# 1. Import libraries

In [None]:
import pandas as pd
import numpy as np

# 2. Load metadata

In [None]:
# Load metadata from GEO
df_metaData_with_lineage = pd.read_csv('/data/benchmarks/scRNAseq_persisters/GSE150949_metaData_with_lineage.txt', sep="\t")
df_metaData_with_lineage

In [None]:
# Load metadata from Seurat object
df_metadata = pd.read_csv("/data/benchmarks/scRNAseq_persisters/metadata_seuratobject.csv")
df_metadata

# 2. Analysis

### 2.1 Check alignment of the dataframes

In [None]:
# Check if the order of observations is the same
if df_metaData_with_lineage.index.tolist() == df_metadata['Unnamed: 0'].tolist():
    print("Indices match!")
else:
    print("Indices do not match.
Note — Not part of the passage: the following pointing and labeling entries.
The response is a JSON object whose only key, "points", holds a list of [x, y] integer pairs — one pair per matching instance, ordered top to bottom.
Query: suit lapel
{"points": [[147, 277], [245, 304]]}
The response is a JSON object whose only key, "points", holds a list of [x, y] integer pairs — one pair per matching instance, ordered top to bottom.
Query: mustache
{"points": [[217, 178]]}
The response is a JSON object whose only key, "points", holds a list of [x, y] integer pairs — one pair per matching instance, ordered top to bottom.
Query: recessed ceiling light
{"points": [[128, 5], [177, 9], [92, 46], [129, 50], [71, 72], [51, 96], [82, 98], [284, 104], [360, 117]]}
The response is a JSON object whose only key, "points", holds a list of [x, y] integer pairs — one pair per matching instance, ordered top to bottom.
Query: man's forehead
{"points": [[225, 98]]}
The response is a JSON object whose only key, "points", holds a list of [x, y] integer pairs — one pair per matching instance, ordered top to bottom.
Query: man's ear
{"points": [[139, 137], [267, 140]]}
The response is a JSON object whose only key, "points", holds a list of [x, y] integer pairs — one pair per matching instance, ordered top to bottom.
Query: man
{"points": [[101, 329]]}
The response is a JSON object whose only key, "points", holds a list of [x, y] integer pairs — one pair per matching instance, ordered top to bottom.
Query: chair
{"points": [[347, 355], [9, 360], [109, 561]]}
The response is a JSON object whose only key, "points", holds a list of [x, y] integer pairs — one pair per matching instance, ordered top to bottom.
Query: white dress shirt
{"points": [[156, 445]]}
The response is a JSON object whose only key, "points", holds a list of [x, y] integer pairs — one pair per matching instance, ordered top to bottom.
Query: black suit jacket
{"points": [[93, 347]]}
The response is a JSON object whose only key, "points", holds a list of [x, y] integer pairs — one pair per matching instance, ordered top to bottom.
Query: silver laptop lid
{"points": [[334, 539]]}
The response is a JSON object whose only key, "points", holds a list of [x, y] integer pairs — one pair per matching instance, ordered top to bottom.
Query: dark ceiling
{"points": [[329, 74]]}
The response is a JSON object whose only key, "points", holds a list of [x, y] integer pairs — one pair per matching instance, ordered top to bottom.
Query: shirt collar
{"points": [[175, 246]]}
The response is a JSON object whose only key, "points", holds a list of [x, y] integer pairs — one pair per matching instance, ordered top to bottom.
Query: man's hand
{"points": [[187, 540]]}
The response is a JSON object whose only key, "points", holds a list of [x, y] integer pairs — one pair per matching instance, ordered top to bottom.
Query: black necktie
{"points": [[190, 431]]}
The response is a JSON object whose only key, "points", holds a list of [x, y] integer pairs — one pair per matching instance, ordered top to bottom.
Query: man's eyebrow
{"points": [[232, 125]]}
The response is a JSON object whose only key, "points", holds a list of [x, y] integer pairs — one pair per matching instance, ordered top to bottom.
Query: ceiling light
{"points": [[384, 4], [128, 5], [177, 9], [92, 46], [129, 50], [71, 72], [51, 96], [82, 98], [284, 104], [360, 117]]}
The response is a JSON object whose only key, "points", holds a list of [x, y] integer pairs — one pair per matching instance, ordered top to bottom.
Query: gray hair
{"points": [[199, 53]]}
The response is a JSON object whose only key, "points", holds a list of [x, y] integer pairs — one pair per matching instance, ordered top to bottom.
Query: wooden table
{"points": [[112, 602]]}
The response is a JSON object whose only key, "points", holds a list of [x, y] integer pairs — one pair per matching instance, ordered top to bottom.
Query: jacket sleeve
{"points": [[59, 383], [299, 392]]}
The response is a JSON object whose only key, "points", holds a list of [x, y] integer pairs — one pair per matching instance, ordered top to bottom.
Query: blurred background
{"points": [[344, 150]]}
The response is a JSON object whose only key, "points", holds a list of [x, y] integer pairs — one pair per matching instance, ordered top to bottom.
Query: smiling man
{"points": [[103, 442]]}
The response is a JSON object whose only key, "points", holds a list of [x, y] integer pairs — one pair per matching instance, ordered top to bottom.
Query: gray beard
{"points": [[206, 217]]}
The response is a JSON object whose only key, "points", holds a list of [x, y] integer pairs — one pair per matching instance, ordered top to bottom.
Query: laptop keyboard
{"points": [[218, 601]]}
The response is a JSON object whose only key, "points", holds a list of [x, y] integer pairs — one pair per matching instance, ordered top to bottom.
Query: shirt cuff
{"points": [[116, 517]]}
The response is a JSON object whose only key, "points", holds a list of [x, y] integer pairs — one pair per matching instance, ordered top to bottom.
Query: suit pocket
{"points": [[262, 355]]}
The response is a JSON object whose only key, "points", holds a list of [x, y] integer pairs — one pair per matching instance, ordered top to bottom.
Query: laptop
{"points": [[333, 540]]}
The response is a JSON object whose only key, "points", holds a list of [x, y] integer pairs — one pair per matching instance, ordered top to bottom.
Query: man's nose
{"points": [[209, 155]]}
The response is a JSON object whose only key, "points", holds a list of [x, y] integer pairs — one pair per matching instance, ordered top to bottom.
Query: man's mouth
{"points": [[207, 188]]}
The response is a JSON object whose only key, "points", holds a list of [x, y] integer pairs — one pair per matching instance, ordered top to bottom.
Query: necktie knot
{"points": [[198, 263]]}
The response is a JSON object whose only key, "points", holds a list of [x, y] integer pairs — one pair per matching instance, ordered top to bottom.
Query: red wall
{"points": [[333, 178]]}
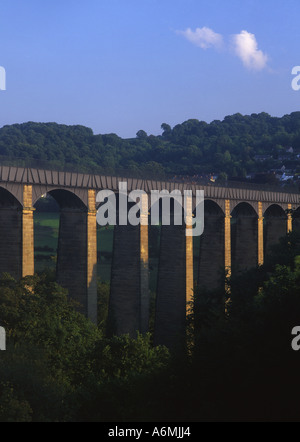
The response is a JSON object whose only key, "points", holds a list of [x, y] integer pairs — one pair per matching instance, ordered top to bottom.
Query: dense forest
{"points": [[231, 147], [239, 366]]}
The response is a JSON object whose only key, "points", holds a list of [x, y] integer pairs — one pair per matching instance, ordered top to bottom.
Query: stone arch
{"points": [[12, 193], [78, 195], [296, 219], [11, 221], [275, 226], [244, 238], [73, 247], [211, 250]]}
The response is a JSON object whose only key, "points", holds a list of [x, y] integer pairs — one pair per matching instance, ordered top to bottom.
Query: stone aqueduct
{"points": [[240, 227]]}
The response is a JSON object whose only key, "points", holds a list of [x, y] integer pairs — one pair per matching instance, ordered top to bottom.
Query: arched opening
{"points": [[296, 219], [275, 226], [67, 227], [46, 229], [10, 234], [244, 238], [211, 253], [129, 283]]}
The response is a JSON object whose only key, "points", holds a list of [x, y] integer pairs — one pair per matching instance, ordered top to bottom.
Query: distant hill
{"points": [[234, 147]]}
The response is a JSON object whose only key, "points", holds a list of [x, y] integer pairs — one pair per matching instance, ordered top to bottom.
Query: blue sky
{"points": [[124, 65]]}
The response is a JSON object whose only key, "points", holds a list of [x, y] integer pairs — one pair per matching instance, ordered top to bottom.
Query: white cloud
{"points": [[203, 37], [246, 48]]}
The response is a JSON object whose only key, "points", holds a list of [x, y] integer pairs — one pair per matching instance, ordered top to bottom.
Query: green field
{"points": [[46, 228]]}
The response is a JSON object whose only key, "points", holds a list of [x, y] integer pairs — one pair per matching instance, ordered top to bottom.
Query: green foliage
{"points": [[193, 147]]}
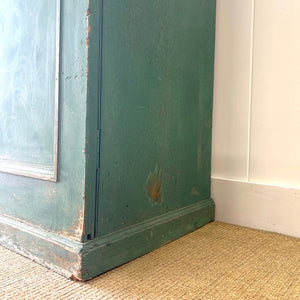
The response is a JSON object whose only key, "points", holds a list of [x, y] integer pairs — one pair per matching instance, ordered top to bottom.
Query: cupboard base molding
{"points": [[83, 261]]}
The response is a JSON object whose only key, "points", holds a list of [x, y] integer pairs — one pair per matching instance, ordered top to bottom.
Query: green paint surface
{"points": [[156, 105]]}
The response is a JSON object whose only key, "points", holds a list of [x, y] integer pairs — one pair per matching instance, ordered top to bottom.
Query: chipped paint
{"points": [[153, 185]]}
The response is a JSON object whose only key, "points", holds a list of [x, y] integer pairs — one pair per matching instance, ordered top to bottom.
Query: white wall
{"points": [[256, 122]]}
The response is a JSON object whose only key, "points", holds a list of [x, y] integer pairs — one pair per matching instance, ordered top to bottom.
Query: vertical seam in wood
{"points": [[250, 88], [99, 121]]}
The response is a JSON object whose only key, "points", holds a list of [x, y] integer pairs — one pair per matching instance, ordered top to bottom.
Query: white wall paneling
{"points": [[256, 122]]}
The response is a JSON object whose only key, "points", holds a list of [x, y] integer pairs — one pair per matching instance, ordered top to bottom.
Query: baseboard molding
{"points": [[256, 205], [83, 261]]}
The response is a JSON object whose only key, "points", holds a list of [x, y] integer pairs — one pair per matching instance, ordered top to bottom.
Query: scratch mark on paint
{"points": [[153, 185]]}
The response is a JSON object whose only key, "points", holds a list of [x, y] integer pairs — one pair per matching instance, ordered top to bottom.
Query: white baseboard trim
{"points": [[259, 206]]}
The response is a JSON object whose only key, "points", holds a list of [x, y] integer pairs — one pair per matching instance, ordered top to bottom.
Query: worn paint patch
{"points": [[153, 184], [194, 192]]}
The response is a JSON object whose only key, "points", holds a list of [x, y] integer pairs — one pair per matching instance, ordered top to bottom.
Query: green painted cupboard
{"points": [[105, 128]]}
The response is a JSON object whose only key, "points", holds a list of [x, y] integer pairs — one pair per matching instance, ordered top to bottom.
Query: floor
{"points": [[217, 261]]}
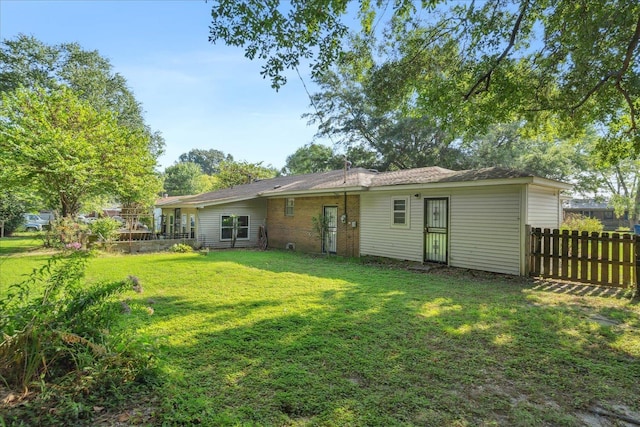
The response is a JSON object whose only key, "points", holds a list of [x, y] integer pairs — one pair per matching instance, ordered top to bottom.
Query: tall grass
{"points": [[59, 332]]}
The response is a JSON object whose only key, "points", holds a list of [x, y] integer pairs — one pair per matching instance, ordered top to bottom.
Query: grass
{"points": [[279, 338]]}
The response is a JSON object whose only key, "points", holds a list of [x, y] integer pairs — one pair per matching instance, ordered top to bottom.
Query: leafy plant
{"points": [[581, 223], [319, 225], [106, 229], [65, 231], [181, 248], [59, 334]]}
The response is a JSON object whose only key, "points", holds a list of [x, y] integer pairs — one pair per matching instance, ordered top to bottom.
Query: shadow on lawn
{"points": [[391, 347]]}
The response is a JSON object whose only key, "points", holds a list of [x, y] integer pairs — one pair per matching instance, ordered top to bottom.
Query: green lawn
{"points": [[279, 338]]}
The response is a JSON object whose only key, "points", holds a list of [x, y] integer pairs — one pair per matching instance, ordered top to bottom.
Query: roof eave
{"points": [[479, 183], [276, 193]]}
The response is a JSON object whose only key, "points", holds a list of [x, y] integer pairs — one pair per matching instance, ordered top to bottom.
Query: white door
{"points": [[436, 230]]}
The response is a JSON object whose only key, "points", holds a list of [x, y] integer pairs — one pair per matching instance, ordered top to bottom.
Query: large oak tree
{"points": [[470, 65], [62, 148]]}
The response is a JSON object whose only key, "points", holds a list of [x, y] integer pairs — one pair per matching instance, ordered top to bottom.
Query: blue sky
{"points": [[199, 95]]}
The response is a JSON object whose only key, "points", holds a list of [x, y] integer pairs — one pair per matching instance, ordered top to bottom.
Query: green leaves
{"points": [[67, 151]]}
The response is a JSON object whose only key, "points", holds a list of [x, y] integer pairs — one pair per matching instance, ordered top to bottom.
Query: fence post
{"points": [[636, 249], [527, 250]]}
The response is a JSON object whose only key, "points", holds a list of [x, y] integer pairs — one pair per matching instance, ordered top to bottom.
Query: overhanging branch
{"points": [[486, 77]]}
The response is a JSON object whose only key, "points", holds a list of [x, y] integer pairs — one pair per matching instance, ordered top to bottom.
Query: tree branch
{"points": [[626, 63], [486, 78]]}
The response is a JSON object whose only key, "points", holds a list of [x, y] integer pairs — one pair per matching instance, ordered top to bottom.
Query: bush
{"points": [[581, 223], [106, 229], [64, 231], [181, 248], [62, 338]]}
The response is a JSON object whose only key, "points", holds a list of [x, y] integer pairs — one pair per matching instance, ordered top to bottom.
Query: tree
{"points": [[27, 62], [467, 63], [400, 138], [505, 146], [63, 149], [311, 159], [208, 160], [238, 173], [184, 178], [12, 207]]}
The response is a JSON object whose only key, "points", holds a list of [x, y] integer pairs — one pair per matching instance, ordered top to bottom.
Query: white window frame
{"points": [[289, 206], [393, 209], [222, 226]]}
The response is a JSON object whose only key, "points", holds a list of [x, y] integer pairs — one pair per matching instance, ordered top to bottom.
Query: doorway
{"points": [[436, 230], [330, 237]]}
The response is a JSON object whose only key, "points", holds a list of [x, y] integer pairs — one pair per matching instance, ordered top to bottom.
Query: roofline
{"points": [[479, 183], [353, 189]]}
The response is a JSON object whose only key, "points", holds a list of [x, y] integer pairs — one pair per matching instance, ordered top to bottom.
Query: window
{"points": [[288, 207], [399, 211], [238, 222]]}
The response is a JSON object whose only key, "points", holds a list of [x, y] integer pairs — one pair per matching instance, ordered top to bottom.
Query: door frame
{"points": [[447, 228], [330, 230]]}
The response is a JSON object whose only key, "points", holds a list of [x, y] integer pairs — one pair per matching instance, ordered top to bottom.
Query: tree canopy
{"points": [[27, 62], [465, 65], [63, 149], [208, 160], [236, 173], [184, 178]]}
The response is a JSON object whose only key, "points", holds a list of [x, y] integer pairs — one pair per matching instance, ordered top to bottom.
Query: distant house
{"points": [[599, 210], [472, 219]]}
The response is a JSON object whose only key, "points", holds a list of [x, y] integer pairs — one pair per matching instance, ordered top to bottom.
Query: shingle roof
{"points": [[353, 180]]}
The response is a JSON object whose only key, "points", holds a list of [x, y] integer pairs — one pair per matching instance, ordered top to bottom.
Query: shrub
{"points": [[581, 223], [106, 229], [64, 231], [181, 248], [60, 334]]}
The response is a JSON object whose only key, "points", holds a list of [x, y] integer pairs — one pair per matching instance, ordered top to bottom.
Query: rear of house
{"points": [[470, 219], [459, 221]]}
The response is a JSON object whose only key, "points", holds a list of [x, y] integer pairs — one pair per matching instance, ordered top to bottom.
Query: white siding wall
{"points": [[544, 208], [209, 222], [484, 229], [379, 238]]}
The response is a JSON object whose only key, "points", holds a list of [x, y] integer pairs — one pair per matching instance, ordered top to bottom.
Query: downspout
{"points": [[346, 221]]}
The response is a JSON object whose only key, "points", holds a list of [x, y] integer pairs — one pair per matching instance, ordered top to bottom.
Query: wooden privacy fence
{"points": [[595, 258]]}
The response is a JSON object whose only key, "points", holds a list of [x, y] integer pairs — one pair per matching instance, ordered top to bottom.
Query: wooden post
{"points": [[636, 248], [527, 250]]}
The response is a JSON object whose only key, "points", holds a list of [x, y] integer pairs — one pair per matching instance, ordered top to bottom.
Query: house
{"points": [[599, 210], [471, 219]]}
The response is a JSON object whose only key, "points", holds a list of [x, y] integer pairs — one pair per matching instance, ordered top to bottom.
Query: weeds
{"points": [[62, 344]]}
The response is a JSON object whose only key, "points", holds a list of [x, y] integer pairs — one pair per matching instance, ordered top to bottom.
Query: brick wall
{"points": [[298, 229]]}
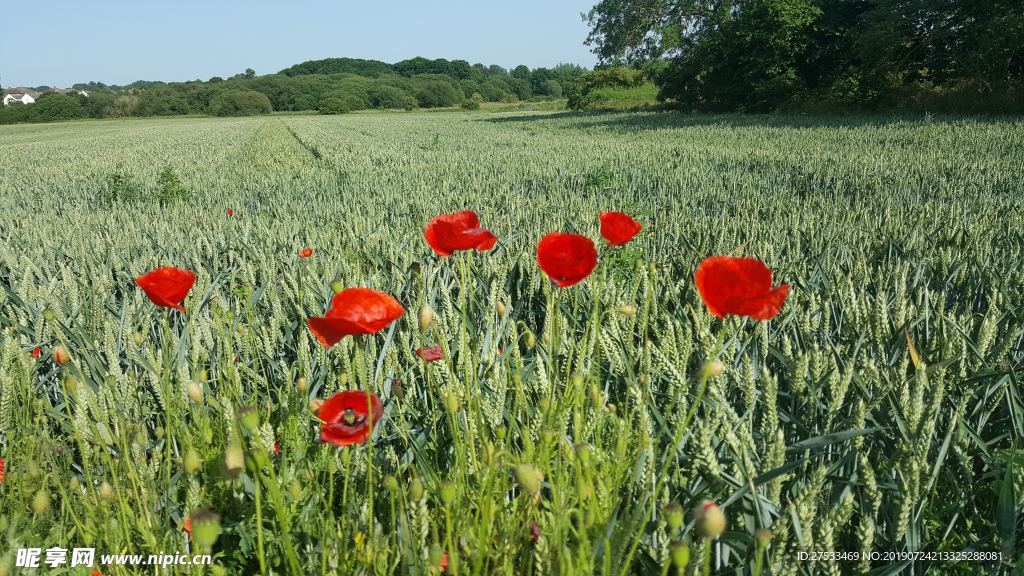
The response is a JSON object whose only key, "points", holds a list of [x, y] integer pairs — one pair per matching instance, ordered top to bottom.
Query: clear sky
{"points": [[60, 42]]}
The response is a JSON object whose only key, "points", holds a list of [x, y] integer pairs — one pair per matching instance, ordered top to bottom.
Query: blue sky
{"points": [[60, 42]]}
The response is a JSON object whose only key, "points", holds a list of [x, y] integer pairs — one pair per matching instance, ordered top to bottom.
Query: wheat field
{"points": [[880, 416]]}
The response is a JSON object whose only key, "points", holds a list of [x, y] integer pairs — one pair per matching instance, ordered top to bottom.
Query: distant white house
{"points": [[23, 95], [26, 95]]}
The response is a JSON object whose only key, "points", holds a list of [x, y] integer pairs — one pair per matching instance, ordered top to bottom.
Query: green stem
{"points": [[259, 526], [707, 568]]}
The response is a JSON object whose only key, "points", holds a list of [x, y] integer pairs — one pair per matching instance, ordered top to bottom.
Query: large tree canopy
{"points": [[764, 54]]}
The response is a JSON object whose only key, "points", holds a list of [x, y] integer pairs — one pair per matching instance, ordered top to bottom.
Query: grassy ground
{"points": [[894, 235]]}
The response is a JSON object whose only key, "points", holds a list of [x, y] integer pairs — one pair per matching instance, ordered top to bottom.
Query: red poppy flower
{"points": [[619, 228], [460, 231], [566, 258], [167, 286], [738, 286], [355, 311], [430, 354], [60, 355], [349, 417]]}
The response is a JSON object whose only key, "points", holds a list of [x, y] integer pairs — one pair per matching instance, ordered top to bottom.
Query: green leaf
{"points": [[829, 439]]}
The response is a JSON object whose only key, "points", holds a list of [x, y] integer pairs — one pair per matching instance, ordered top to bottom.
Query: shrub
{"points": [[605, 78], [437, 93], [386, 96], [244, 103], [335, 105], [170, 189]]}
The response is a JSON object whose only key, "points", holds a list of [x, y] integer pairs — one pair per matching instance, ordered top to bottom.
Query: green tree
{"points": [[242, 103]]}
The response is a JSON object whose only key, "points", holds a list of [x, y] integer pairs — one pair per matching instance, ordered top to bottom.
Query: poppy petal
{"points": [[619, 228], [448, 234], [566, 258], [167, 286], [738, 286], [353, 312], [364, 408]]}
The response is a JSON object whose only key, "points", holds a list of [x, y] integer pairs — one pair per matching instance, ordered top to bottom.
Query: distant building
{"points": [[70, 91], [23, 95]]}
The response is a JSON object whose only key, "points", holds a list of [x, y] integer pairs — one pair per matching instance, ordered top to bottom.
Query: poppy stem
{"points": [[672, 453], [330, 507], [259, 524]]}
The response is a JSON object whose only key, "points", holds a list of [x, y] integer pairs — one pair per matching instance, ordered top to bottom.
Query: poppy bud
{"points": [[627, 310], [426, 318], [60, 355], [712, 369], [452, 403], [248, 418], [584, 452], [192, 461], [235, 461], [529, 479], [416, 490], [446, 491], [41, 501], [674, 516], [711, 520], [206, 528], [436, 553], [680, 553]]}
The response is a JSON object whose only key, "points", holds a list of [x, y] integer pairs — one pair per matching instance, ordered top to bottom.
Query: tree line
{"points": [[773, 54], [330, 86]]}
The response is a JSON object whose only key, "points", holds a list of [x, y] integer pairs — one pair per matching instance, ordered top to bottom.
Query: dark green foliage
{"points": [[770, 54], [340, 66], [349, 83], [437, 91], [584, 93], [386, 96], [246, 103], [336, 105], [120, 187], [170, 189]]}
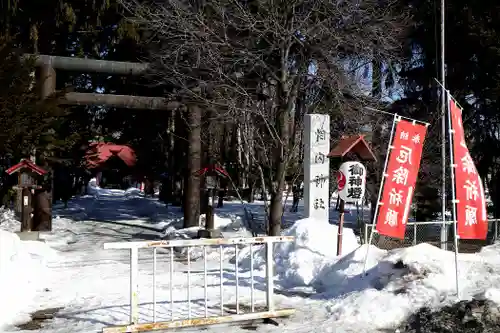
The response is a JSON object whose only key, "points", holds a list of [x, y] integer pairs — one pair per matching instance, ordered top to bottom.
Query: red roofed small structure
{"points": [[355, 144], [99, 152], [26, 164]]}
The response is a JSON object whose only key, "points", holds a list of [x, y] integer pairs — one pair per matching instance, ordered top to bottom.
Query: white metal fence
{"points": [[429, 232], [207, 315]]}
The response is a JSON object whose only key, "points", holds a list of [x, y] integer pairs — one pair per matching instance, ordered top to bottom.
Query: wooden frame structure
{"points": [[49, 64]]}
Proceeding to align.")

In [None]:
# Check if lineage barcode columns are the same for the two dataframes
if df_metaData_with_lineage['lineage_barcode'].tolist() == df_metadata['lineage_barcode'].tolist():
    print("Lineage barcodes match!")
else:
    print("Lineage barcodes do not match.")

In [None]:
# Investigate if/how many barcodes are the same for the metadata files
same_barcodes = 0
different_barcodes = 0

for i in range(len(df_metaData_with_lineage['lineage_barcode'])):
    barcode_df1 = df_metaData_with_lineage['lineage_barcode'][i]
    # print(barcode_df1)
    barcode_df2 = df_metadata.loc[i,'lineage_barcode']
    # print(barcode_df2)
    if barcode_df1==barcode_df2:
        same_barcodes = same_barcodes + 1
    else:
        different_barcodes = different_barcodes+ 1
    # print('same_barcodes', same_barcodes)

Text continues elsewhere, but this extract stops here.